Price/Post: $115,000

Another social media network to find influencers, particularly focused on video game content, is Twitch. Learn more about the platform in our recent blog. 

Choosing an Influencer

There are a couple of ways to categorize different social media influencers. The most common way is through their focus/specialization/topic. To explain, there are broad “categories” of influencers ranging from beauty to gaming. Some of these categories include DIY, fitness, fashion, art, gardening and just about anything else you can think of. It is important to choose a topic that is relevant to your brand and is of interest to your target audience. 

The other, newer way to categorize types of influencers is based on the size of their following, otherwise known as influencer tier. 

As depicted in the graphic above, the number of followers an influencer has determines their tier, and they move up the “sphere of influence” as their following grows larger. It goes without saying that it costs significantly less to pay a nano influencer than a mega or celebrity influencer. While the reach of an influencer tier macro is obviously much larger, a benefit to using a mid-tier influencer or below is that their post engagement tends to be much higher.  

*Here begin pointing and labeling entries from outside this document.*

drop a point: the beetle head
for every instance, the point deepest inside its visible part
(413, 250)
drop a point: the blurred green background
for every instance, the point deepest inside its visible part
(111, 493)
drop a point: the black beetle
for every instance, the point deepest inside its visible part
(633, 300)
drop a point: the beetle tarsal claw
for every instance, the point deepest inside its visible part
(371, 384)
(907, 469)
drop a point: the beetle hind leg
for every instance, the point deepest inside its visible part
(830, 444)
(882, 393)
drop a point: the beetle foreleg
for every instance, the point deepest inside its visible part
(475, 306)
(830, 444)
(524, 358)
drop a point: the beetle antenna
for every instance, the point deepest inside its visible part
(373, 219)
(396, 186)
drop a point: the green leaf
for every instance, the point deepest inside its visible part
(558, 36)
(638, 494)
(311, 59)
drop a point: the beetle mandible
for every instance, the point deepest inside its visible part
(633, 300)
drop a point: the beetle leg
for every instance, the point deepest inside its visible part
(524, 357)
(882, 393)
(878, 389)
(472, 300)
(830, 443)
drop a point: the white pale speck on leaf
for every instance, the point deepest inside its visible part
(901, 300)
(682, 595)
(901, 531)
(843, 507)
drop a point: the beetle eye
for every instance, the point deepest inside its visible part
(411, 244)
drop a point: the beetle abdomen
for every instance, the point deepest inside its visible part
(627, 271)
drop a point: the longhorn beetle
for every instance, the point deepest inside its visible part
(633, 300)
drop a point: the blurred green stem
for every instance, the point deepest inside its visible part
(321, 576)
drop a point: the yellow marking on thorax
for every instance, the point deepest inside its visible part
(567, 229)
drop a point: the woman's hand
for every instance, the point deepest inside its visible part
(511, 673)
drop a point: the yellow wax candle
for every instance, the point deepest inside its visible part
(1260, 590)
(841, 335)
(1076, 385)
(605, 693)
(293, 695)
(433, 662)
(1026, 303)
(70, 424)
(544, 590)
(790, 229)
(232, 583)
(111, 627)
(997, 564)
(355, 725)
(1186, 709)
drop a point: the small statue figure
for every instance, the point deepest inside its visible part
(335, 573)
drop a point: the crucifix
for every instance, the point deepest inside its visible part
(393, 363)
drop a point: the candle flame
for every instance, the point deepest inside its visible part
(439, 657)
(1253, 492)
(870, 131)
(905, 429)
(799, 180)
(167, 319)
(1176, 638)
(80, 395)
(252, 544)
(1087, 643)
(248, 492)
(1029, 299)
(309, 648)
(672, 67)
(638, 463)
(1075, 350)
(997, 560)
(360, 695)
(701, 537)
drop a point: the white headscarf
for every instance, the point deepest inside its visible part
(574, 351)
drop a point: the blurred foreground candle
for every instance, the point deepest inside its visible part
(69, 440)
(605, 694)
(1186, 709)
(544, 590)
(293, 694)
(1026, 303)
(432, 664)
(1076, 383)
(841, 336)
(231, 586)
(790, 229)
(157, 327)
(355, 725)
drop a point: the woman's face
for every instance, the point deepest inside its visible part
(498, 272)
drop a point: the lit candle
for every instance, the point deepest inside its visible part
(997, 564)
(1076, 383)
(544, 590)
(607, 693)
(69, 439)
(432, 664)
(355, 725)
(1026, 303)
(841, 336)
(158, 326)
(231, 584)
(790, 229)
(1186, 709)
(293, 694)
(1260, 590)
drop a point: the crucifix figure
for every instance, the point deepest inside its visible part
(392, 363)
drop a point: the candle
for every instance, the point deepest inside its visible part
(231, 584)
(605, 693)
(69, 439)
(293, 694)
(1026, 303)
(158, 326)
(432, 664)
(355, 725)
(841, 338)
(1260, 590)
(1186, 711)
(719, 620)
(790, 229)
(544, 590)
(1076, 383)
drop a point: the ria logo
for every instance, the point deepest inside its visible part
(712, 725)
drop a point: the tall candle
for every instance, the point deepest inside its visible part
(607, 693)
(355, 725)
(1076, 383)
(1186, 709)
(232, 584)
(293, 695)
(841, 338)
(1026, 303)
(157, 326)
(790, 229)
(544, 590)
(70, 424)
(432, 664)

By using these categorization methods, marketers can more easily choose influencers that are a right fit for their brand, campaign or product.

Why You Should Look into Influencer Marketing

There is a reason so many marketers have turned to influencer marketing over the years. Partnering with the right person can do amazing things for a brand’s image and overall awareness. While far from revolutionary, influencer marketing in the modern digital world is more powerful than ever.

According to a recent study, businesses can earn up to $6.10 for every $1 spent on influencer marketing. In addition to this amazing return on investment, influencer marketing has been proven as a reliable source of purchasing information for the majority of consumers. Just under three-quarters, 74% to be exact, of shoppers turn to social media for a guide to purchasing decisions, the majority, 49% depend on the source as e-commerce continues to grow. 

Influencer marketing is a particularly useful strategy when targeting the younger generation, who are more wise to traditional advertising (over half of Gen-Z’s use some form of ad block), and  60% of teens will follow the advice of celebrities and influencer figures. 

Proven an effective marketing strategy since the 1600’s, implementing influencer marketing can take your next campaign to the next level. When used correctly, brands have seen huge success in partnering with influencers, what could it do for yours?